By improving its systems, Amazon’s most recent store deployments are actually using far fewer cameras than its first versions of Just Walk Out, Jenkins said. Amazon is also working on offering more smaller versions of Just Walk Out stores, like versions that can be deployed simply into exisitng concession stands without much renovation work. Zippin, which still leads Amazon in the total number of stadium-based checkout-free stores, has been very adept at introducing smaller, easier-to-deploy versions of its checkout-free stores, which have proven to be very popular.
The other main competitor in the space, AiFi, is set to get a big boost when the Intuit Dome, the new home of the Los Angeles Clippers, opens later this summer. Last week, AiFi announced that it is supplying the technology for more than 40 checkout-free concession stands at Intuit Dome, which will give both the company and the technology a big spotlight in the public eye.

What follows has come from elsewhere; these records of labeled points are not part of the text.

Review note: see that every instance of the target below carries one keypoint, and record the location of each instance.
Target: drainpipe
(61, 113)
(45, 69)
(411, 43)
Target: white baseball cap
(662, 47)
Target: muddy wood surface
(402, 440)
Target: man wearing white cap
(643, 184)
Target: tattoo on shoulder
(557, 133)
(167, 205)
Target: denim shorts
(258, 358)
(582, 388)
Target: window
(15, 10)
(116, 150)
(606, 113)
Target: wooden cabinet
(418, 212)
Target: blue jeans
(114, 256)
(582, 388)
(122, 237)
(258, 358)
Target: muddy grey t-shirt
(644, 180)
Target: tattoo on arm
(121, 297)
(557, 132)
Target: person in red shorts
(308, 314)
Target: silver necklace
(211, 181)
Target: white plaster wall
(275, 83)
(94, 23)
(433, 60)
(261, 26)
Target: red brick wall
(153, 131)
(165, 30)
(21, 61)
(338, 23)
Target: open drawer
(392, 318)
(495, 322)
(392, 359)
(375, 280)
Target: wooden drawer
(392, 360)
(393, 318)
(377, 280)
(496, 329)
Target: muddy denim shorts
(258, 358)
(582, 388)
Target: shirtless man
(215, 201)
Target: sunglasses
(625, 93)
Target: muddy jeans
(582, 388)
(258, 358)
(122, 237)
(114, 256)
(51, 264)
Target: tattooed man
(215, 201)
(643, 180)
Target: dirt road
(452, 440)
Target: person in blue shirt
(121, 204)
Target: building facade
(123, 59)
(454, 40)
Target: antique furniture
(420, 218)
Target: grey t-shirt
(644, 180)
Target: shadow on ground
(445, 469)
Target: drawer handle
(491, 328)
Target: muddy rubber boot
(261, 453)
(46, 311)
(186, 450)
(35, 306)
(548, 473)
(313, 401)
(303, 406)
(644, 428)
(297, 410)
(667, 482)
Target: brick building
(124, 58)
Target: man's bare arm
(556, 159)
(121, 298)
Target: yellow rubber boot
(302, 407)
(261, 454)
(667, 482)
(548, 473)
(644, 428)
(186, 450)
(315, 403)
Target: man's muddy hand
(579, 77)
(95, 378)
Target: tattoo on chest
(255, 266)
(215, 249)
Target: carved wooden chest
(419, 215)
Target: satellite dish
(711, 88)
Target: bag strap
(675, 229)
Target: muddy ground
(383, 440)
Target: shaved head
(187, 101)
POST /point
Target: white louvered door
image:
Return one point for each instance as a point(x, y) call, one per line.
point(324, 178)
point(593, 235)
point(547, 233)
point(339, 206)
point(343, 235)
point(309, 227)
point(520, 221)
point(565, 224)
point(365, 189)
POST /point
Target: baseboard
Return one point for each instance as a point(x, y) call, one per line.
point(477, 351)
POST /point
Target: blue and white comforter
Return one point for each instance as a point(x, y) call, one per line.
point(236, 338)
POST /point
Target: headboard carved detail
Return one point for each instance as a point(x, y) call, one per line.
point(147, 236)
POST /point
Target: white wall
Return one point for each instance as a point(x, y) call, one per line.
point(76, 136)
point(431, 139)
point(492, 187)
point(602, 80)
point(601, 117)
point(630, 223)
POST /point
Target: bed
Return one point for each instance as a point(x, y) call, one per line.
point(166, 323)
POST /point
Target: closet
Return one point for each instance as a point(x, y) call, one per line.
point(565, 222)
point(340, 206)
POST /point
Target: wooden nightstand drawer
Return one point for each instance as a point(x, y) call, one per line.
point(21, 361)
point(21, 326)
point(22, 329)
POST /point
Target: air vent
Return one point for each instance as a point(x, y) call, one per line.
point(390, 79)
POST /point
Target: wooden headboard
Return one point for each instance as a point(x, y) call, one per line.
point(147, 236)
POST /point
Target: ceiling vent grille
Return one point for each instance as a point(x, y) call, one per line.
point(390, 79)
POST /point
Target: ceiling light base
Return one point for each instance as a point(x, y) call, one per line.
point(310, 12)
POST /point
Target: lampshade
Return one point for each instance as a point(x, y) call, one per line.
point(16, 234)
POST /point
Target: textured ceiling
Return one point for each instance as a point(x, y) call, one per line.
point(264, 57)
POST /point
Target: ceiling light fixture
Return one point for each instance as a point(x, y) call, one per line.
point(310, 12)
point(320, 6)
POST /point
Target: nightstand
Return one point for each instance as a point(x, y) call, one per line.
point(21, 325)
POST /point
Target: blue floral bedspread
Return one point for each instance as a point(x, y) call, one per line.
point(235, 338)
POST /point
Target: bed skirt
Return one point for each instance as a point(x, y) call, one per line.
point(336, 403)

While he wants Amazon to succeed, Jenkins told us earlier this year in a podcast that store wins from other players in the market only help to validate the whole idea of checkout-free retail. And unlike the two other companies leading the stadium space, Amazon doesn’t really have to worry about finding venture-capital funding or more employees to survive.
“I’ve got an army of engineers working on this,” Jenkins said.